In his bid to shake off this numbing torpor, the guitarist decided to embark upon a rather radical person of spiritual re-alignment. Step one involved putting his guitar to one side and channeling his artistic energies into his painting instead. Step two, he decided, even more radically, would be to start taking heroin and cocaine all the time. “When I was on them was the only time I was happy,” he reasoned. “So I figured there was no disadvantage in it. I felt I was doing something good and healthy for myself and I didn’t care if other people said it was unhealthy. Having being surrounded by junkies for much of his adult life, Flea initially stuck by Frusciante and his new lifestyle choice. But as Frusciante’s drug addiction rapidly escalated into staggering abuse, the bassist’s visits become more and more infrequent.
“I didn’t think his brain and body could stand up to the amount of drugs he was doing,” Flea would later confess.

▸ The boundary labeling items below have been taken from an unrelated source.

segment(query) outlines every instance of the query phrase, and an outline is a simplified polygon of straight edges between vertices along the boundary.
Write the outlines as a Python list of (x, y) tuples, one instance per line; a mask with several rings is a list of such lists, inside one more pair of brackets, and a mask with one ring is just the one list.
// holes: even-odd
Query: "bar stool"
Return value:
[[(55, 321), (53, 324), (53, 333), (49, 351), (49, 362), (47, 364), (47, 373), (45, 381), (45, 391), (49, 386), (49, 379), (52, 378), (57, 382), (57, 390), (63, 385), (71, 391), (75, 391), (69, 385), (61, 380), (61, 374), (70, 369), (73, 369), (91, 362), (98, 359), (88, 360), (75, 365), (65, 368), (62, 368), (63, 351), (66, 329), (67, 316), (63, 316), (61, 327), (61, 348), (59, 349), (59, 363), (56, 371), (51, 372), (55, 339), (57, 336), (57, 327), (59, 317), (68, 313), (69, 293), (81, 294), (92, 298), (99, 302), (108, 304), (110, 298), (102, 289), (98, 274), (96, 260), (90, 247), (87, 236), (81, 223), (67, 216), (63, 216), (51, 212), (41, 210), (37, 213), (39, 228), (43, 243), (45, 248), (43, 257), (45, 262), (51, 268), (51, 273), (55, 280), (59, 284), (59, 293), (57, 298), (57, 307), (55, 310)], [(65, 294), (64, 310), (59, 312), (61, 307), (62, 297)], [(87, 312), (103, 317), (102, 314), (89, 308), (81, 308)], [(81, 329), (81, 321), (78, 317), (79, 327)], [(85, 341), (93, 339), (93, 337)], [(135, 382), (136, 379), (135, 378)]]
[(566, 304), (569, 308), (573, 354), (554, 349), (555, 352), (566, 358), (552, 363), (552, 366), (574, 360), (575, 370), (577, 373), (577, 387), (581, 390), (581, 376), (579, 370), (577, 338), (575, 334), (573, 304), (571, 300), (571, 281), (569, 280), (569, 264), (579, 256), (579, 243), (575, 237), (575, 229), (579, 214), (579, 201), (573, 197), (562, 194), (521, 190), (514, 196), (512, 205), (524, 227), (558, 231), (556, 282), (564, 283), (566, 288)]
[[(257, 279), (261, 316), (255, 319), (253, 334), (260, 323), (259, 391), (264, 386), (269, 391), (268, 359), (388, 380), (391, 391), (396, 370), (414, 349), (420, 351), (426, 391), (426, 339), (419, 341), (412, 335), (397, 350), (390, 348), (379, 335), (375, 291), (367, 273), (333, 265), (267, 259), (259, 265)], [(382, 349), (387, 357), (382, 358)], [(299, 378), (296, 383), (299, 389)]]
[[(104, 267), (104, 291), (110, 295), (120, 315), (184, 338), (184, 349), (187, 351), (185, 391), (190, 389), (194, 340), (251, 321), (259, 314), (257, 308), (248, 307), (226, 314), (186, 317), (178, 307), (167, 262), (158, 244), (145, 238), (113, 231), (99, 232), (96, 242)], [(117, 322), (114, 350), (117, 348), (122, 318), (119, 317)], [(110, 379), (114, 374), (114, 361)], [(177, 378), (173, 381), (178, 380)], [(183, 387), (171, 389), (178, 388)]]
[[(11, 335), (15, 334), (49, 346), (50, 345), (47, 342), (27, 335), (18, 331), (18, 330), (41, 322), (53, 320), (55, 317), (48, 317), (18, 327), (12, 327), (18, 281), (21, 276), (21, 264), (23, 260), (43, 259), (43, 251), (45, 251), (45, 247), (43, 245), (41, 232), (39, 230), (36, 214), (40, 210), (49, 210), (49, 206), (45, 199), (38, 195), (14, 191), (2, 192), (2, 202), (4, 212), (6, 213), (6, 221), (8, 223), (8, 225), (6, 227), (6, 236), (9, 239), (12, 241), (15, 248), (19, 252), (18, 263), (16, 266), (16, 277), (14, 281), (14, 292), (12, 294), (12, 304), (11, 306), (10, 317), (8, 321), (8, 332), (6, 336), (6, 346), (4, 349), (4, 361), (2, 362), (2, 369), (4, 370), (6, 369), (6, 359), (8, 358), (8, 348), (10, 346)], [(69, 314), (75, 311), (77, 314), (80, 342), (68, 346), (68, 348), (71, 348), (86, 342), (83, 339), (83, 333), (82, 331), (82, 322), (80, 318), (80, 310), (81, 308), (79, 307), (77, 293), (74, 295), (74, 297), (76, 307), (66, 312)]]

Frusciante understood. “Two people can’t have any kind of consistent relationship when one of them is a junkie,” he explained. “We did drugs together once in a while, but for Flea is was a recreational thing, for me, it was my life.” But he was too far down his chosen path to be deflected, even when the potential dangers of his addiction were highlighted in the starkest, most tragic way imaginable.
The Chili Peppers had been friends with rising Hollywood star River Phoenix for several years. The actor had worked with Flea on ‘My Own Private Idaho’ (directed by Gus Van Sant who also directed the Peppers’ ‘Under The Bridge’ promo) and had collaborated with Frusciante on two songs ‘Bought Her Soul’ and ‘Soul Removal’. On the night of October 30, 1993, Phoenix went with his sister Rain and girlfriend Samantha Mathis to Johnny Depp’s Viper Room club on LA’s Sunset Boulevard. Details of the night remain sketchy, but at some point Phoenix took heroin, and just after 1am, he staggered out of the club and collapsed on the sidewalk, his body racked by violent seizures. By 2am the young actor was dead, as a result of what the LA Coroners’ Office would describe as “acute multiple drug intoxication”.
The Chili Peppers camp were devastated by their friend’s death. Hearing the news in New York on the way before his 31st birthday, Anthony Kiedis claims to have wept for 24 hours. Flea – who would later celebrate his friend’s life with the lyrics to ‘Transcending’ (“I called you hippy, you said fuck off”) on the Peppers’ 1995 album ‘One Hot Minute’ – had something of a breakdown. Yet Frusciante, while talking about having lost “a playmate”, refused to see Phoenix’s death as a wake-up call. The previous year, the voices in his head had told him that he was to take drugs for six years: he still had five to go.